Driving Through the Heart of Texas

Join us on a weeklong road trip along U.S. 83—from the Mexico border to the Panhandle, through a landscape of vast ranches, epic thunderstorms, and ghost towns.
Les Thomas

April 18: Abilene

It’s 56 degrees at 8:48 a.m. and 316 miles from here to the Oklahoma line near Perryton. I take some time to learn what the Old West was like at Frontier Texas! It’s an innovative museum that uses state-of-the-art technology to re-create a whole range of experiences from buffalo stampedes to prairie thunderstorms. I listen to harrowing stories told in the words of everyday people who settled here when it was wild and dangerous country. I even sample an evening filled with fireflies. It’s an astounding place.

North of Abilene, the land flattens and the plowed dirt is the color of a terra-cotta pot. A sign on a church marquee offers a “Free ticket to heaven.” North of the Double Mountain Fork of the Brazos River, rolling hills dotted with cedar remind me of the Central Texas Hill Country. The north wind makes it feel colder than the 64 degrees the temperature climbs to this afternoon. It’s coat weather.

April 19: Guthrie

In Guthrie, I meet with Dr. Glenn Blodgett, who manages the horse division at the fabled Four Sixes Ranch. The ranch covers more than a quarter million acres—and much of the work is still done on horseback. “It’s rugged country and a good environment for a horse to grow up in,” Dr. Blodgett says. “They learn to be sure-footed and agile.”

I leave the ranch headquarters, and then take a side trip to Benjamin to see Wyman Meinzer. He knows this country as well as anyone, having photographed it for a book on the Four Sixes and others on critters from horned frogs to coyotes.

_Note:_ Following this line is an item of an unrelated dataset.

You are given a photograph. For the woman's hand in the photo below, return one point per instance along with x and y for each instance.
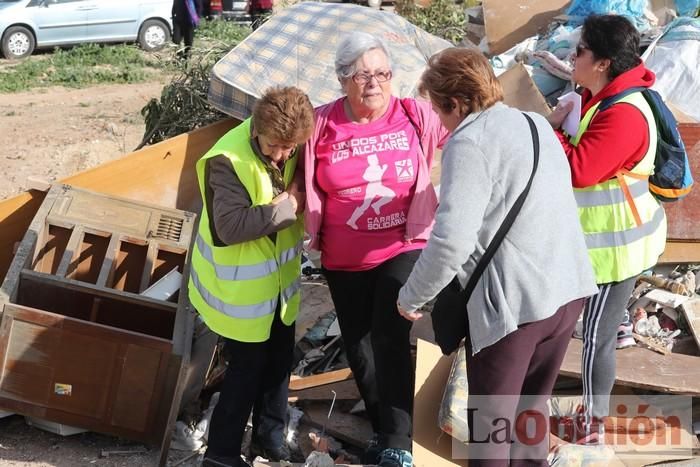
(556, 118)
(283, 197)
(409, 315)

“Wyman is a piece of nature himself,” someone once told me. He lives with his wife, two sons, and two pet wolves in a complex of historic buildings in Benjamin that includes a jail with 2-foot-thick sandstone walls.

“I like the big vistas you get out here,” Wyman says. “I like to see a storm coming 100 miles away. People who live out here have a different way of looking at things.” He believes—maybe because they can see so far—the vastness makes the people who live here feel free. “To me, there’s a sense of hope,” he says. “When you drive down 83, it goes through so much contrast from the High Plains to the Edwards Plateau and the South Texas Brush Country. You see what Texas must have looked like 150 years ago.”

I get another glimpse into the past when I cross the wide, shallow Prairie Dog Town Fork of the Red River north of Childress. This is where outlaws Bonnie and Clyde plunged off a bluff into the river on June 10, 1933—then kidnapped the local sheriff and police chief to make their getaway.

North of Shamrock, I turn off the highway at Wheeler to visit the ghost town of Mobeetie, once an outpost for buffalo hunters, gamblers, and gunslingers. The oldest town on the Panhandle, Mobeetie had 13 saloons before being swept away by a twister in 1898.

North of the pretty town of Canadian, the grass is golden in the afternoon sun and the views across the hills extend to the horizon. Expansive fields of green border Perryton, the “Wheatheart of the Nation” and the last Texas town on U.S. 83. I park at a granite sign that marks the beginning of what once was called “No Man’s Land.” The Missouri Compromise left a strip of land 34.5 miles wide and 167 miles long without any form of government or laws until Congress attached it to the new Oklahoma Territory in 1890.

It’s here, at this northern tip of Texas, that I stop to watch just one more Texas sunset. It paints the sky in colors so vivid  I almost believe I can reach up and touch them. On a road so long, in a place so vast, even that seems possible.